Investigating White-Box Attacks for On-Device Models
Mingyi Zhou, Xiang Gao, Jing Wu, Kui Liu, Hailong Sun, Li Li
TL;DR
This paper addresses the security risk of on-device DL models by showing that compiled TFLite models can be reverse engineered into debuggable equivalents, enabling direct white-box attacks. The proposed REOM framework automates the transformation through four steps (Extractor, tf2onnx, Modifier, onnx2pytorch) and includes three modifiers (Pruning, Translation, Auto-matching) to handle structure, operator, and customization mismatches, with a key weight-dequantization transformation.
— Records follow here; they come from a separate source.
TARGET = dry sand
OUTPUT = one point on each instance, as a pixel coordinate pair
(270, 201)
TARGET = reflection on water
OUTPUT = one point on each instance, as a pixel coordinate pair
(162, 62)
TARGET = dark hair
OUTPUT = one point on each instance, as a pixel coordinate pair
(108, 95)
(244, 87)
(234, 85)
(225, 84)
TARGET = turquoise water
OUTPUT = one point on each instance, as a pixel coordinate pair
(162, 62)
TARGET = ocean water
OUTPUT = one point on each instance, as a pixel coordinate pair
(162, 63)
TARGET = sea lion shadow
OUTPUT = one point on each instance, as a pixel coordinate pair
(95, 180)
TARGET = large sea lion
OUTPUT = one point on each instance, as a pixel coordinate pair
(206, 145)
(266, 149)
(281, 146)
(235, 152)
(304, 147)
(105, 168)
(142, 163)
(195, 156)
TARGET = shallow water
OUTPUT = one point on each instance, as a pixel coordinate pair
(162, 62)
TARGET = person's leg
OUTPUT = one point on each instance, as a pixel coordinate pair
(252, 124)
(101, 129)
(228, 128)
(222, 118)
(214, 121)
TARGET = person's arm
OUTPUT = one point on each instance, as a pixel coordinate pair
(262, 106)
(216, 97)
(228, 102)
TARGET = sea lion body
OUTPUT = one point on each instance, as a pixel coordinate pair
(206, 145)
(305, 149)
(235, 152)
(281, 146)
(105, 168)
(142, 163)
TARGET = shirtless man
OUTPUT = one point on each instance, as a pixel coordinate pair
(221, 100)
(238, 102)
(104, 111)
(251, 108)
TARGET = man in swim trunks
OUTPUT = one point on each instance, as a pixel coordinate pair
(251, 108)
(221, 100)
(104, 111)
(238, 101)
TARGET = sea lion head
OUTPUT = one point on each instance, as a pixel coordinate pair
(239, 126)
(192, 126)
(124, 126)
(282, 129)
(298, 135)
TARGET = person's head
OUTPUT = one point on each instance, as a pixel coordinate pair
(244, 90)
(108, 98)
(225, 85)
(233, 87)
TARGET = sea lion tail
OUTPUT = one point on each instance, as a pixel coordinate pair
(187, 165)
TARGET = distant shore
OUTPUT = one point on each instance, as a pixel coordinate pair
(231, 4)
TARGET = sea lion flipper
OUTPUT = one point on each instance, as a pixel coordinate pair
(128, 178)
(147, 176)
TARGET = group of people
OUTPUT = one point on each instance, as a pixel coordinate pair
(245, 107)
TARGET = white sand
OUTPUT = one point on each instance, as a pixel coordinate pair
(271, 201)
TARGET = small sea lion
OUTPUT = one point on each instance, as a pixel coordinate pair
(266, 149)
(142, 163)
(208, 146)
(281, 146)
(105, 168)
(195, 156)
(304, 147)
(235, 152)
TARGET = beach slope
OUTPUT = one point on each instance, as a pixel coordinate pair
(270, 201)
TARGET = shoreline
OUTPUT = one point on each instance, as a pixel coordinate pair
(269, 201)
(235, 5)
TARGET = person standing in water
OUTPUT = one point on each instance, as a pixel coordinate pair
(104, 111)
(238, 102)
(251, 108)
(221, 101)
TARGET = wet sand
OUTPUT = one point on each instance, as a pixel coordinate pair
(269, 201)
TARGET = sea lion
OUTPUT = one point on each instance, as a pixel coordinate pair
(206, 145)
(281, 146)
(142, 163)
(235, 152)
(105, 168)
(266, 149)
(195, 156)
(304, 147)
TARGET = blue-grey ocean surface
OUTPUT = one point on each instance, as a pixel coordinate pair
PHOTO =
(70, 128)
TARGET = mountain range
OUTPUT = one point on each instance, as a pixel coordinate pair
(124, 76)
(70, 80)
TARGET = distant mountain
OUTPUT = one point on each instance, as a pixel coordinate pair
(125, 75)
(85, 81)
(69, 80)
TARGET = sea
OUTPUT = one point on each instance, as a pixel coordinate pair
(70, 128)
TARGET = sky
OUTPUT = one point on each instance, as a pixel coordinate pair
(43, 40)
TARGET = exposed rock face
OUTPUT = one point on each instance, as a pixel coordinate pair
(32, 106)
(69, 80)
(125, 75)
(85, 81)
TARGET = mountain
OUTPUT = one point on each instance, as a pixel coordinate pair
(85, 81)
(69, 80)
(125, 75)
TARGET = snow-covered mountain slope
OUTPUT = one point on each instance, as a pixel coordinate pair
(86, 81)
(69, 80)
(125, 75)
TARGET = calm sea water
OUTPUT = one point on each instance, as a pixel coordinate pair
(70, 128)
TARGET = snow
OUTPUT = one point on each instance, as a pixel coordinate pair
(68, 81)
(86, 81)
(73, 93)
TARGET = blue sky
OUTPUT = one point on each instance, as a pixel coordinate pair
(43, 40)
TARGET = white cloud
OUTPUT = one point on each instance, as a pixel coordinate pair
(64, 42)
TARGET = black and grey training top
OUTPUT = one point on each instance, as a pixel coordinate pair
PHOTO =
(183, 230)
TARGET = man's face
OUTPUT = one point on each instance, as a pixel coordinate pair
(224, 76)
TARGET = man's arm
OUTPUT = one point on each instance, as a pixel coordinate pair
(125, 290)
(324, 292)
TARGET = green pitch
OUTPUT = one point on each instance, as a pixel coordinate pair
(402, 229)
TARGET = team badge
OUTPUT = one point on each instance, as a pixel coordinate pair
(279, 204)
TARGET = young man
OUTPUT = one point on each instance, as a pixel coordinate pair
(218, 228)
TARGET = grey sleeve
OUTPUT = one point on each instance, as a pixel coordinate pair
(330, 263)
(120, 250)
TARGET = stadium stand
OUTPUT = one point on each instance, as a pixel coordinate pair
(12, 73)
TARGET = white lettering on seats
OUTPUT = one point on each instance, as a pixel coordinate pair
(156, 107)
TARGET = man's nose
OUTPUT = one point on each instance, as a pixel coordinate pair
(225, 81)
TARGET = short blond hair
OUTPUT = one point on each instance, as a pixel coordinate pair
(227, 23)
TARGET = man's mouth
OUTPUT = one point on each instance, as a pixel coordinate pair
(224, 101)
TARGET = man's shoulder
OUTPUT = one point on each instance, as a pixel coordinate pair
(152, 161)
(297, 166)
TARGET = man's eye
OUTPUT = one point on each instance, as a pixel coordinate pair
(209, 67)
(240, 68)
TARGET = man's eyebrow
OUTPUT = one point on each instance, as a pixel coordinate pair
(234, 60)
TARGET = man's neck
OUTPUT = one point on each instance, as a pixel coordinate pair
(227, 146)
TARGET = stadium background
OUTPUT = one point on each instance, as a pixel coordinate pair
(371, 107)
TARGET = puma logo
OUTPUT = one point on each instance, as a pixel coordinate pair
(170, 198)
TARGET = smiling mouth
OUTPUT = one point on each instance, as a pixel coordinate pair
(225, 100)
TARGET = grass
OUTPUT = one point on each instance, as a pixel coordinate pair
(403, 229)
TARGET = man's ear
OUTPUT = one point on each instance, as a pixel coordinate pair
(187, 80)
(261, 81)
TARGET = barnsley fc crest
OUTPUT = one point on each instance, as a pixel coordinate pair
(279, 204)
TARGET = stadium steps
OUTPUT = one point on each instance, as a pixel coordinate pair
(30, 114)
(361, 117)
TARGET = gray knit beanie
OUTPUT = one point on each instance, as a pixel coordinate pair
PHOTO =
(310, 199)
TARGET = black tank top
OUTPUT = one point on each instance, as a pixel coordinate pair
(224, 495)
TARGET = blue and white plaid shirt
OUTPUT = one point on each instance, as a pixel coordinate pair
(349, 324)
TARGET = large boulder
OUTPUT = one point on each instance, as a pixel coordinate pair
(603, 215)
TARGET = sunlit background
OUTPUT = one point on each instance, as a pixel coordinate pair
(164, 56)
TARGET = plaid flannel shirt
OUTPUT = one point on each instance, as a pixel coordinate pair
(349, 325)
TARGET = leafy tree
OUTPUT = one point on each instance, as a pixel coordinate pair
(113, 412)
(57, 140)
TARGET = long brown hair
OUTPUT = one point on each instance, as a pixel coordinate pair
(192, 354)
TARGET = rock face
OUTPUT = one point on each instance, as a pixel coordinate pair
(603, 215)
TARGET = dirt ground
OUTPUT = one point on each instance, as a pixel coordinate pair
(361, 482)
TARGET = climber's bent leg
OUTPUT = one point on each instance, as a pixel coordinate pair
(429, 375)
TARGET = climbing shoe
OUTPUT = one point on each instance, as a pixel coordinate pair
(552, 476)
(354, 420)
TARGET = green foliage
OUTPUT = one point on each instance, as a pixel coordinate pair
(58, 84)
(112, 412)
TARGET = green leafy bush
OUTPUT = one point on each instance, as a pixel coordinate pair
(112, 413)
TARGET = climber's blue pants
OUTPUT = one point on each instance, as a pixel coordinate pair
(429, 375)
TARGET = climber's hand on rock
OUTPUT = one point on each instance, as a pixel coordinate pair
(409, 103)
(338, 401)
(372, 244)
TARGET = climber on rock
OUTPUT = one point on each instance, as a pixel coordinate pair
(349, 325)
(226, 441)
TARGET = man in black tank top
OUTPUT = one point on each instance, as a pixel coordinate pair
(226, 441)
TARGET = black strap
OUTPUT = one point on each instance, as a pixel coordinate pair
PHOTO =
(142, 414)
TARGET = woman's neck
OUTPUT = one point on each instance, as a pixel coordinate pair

Empirical results show REOM converts over 90% of a real-world set of 244 TFLite models into debuggable PyTorch models with minimal output deviation, and that these debuggable models enable much stronger white-box attacks than prior surrogate-based approaches. This work highlights a significant risk in on-device deployments and motivates new defense strategies to mitigate reverse-engineering-based vulnerabilities for mobile AI systems.
Abstract
Numerous mobile apps have leveraged deep learning capabilities. However, on-device models are vulnerable to attacks as they can be easily extracted from their corresponding mobile apps. Existing on-device attacking approaches only generate black-box attacks, which are far less effective and efficient than white-box strategies. This is because mobile deep learning frameworks like TFLite do not support gradient computing, which is necessary for white-box attacking algorithms. Thus, we argue that existing findings may underestimate the harmfulness of on-device attacks. To this end, we conduct a study to answer this research question: Can on-device models be directly attacked via white-box strategies? We first systematically analyze the difficulties of transforming the on-device model to its debuggable version, and propose a Reverse Engineering framework for On-device Models (REOM), which automatically reverses the compiled on-device TFLite model to the debuggable model. Specifically, REOM first transforms compiled on-device models into Open Neural Network Exchange format, then removes the non-debuggable parts, and converts them to the debuggable DL models format that allows attackers to exploit in a white-box setting. Our experimental results show that our approach is effective in achieving automated transformation among 244 TFLite models. Compared with previous attacks using surrogate models, REOM enables attackers to achieve higher attack success rates with a hundred times smaller attack perturbations. In addition, because the ONNX platform has plenty of tools for model format exchanging, the proposed method based on the ONNX platform can be adapted to other model formats. Our findings emphasize the need for developers to carefully consider their model deployment strategies, and use white-box methods to evaluate the vulnerability of on-device models.